Upaya menuju klimaks begitu
mendebarkan dan menggetarkan nurani kemerdekaan tatkala Soekarno merumuskan dan
membahas konsep pandangan hidup atau filsafat calon negara Indonesia di depan
peserta rapat Badan Persiapan Kemerdekaan Indonesia. Daam rapat tersebut
dipaparkanlah wajibnya Indonesia memiliki “sesuatu” yang universal: Weltanschauung,
yang “kita semua setujui”.
Semua usaha dan upaya tersebut,
klimaksnya berujung dan berwujud yuridis formal pada Proklamasi Kemerdekaan
Republik Indonesia 17 Agusutus 1945, yang apabila ditilik dari sisi peran
pemuda sejak 1908, sejatinya merupakan formalisasi -meminjam istilah Aria Bima
Sugiarto- apresiasi kultural dan politis dari spirit Sumpah Pemuda.
Bangga “Menjadi Indonesia”!
Mereka yang menjadi penggagas dan
pengikrar “Soempah Pemuda”, kemudian hari bahkan menjadi pemimpin bersih
dan berwibawa di masa awal kemerdekaan. Tidak ada yang tidak mungin dilakukan
bilamana pemuda bersatu melebur dalam cita-cita luhur, “Bangsa Yang Satoe”:
Bangsa Indonesia. Sumpah Pemuda digerakkan dan menggerakkan cita-cita itu,
sebuah harapan, dan pula sebuah rancangan tentang “Tanah Air Yang Satoe”:
Tanah Air Indonesia. Disuara-lantangkan bersama-sama dengan “Bahasa Yang
Satoe, Bahasa Persatoean”: Bahasa Indonesia.

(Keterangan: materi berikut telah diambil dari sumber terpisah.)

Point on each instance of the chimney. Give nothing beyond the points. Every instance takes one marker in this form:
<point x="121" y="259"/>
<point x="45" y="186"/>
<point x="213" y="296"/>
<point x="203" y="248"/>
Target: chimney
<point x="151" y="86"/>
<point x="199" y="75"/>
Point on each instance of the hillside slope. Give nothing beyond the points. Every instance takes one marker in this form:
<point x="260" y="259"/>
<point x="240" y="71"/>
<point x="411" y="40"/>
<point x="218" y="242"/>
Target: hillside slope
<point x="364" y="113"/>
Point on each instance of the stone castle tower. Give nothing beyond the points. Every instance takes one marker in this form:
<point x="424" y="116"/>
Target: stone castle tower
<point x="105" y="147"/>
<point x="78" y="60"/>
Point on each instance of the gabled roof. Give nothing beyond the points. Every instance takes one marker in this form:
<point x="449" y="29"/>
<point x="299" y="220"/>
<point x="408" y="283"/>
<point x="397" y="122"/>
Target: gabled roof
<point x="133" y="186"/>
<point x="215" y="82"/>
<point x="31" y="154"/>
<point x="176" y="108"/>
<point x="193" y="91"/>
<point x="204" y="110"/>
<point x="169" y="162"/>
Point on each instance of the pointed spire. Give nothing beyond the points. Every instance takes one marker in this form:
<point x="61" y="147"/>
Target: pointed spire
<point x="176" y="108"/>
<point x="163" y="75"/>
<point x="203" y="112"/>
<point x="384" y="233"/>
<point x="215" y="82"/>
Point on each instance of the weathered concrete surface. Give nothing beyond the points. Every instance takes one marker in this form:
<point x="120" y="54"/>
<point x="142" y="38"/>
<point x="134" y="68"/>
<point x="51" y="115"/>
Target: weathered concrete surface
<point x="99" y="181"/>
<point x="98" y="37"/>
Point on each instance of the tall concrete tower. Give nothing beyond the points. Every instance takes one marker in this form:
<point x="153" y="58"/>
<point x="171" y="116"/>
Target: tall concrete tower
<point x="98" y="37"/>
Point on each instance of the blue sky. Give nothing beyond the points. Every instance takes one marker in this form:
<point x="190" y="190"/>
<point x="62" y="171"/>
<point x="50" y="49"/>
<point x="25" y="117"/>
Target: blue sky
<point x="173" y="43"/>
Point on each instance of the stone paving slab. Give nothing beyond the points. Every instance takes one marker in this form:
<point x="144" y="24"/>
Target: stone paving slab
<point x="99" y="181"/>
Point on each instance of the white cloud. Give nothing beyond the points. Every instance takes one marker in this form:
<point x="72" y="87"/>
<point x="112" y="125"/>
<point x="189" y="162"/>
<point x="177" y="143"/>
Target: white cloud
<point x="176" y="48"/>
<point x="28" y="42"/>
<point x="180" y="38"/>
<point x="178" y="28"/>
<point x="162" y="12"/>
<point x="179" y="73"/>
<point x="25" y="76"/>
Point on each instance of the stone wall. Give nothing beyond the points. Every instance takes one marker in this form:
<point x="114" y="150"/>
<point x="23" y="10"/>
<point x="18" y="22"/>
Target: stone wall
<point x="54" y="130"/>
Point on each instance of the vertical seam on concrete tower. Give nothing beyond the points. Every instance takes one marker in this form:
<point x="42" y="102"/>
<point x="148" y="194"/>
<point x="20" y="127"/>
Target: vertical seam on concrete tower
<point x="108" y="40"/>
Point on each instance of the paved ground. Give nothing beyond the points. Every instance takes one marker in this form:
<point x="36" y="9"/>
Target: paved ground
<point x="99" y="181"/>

Jejeran tujuh belas ribu pulau yang
menggenapi Indonesia sudah barang tentu memiliki unsur pembentuk yang tidak
sama. Berbeda antara Pulau Jawa dan Pulau Sumatera, atau bahkan eksotisme
Papua.
Ada tata simbolik yang
mempersatukan para pemuda Indonesia, sekali lagi: Sumpah Pemuda beserta
spiritnya. Harapan terbesarnya, spirit tersebut juga harusnya ditanamkan dan
dimaknai kembali dalam kehidupan kekinian. Sebab pemuda hari ini, zaman dan
kompleksitas masalahnya begitu jauh berbeda.
Segenap unsur yang partikularis
(sempit) harus dilebur ke dalam sesuatu yang universalis (luas). Beragam
perbedaan itu disalinrupakan menjadi semangat membangun Indonesia. Melihat sisi
lain Indonesia dari sisi optimisme pemuda dengan gebrakannya.
Jika kita lihat kini realita dan
konteks kekiniannya, itulah cita-cita di mana kita mendambakan sebuah negeri
yang aman, damai, dan sejahtera. Tempat orang yang (b)eragam -tidak (s)eragam-
memutuskan untuk tak saling melempari bom, enggan melempari rumah ibadah
pemeluk agama lain dengan batu, untuk tidak saling berlomba mengelabui rakyat
dengan janji-janji palsu sebelum pemilu, atau untuk tidak mencuri uang rakyat
dengan korupsi di pemerintahan.
Kita mengapresiasi, Pemuda
Indonesia yang hari ini sibuk dengan berbagai macam aktvitas yang
mempersatukan. Sehingga, pada masa nanti ketika Aceh, Sumatera, Jawa, Bali,
Sulawesi, atau Papua disebut, kita akan berseru dengan lantang: I N D O N E S I
A. Dengan suara yang bergetar karena ada dignity -harga diri, yang bisa
mengangkat mereka. Yang membuat mereka bangga. Bangga karena mereka bersatu.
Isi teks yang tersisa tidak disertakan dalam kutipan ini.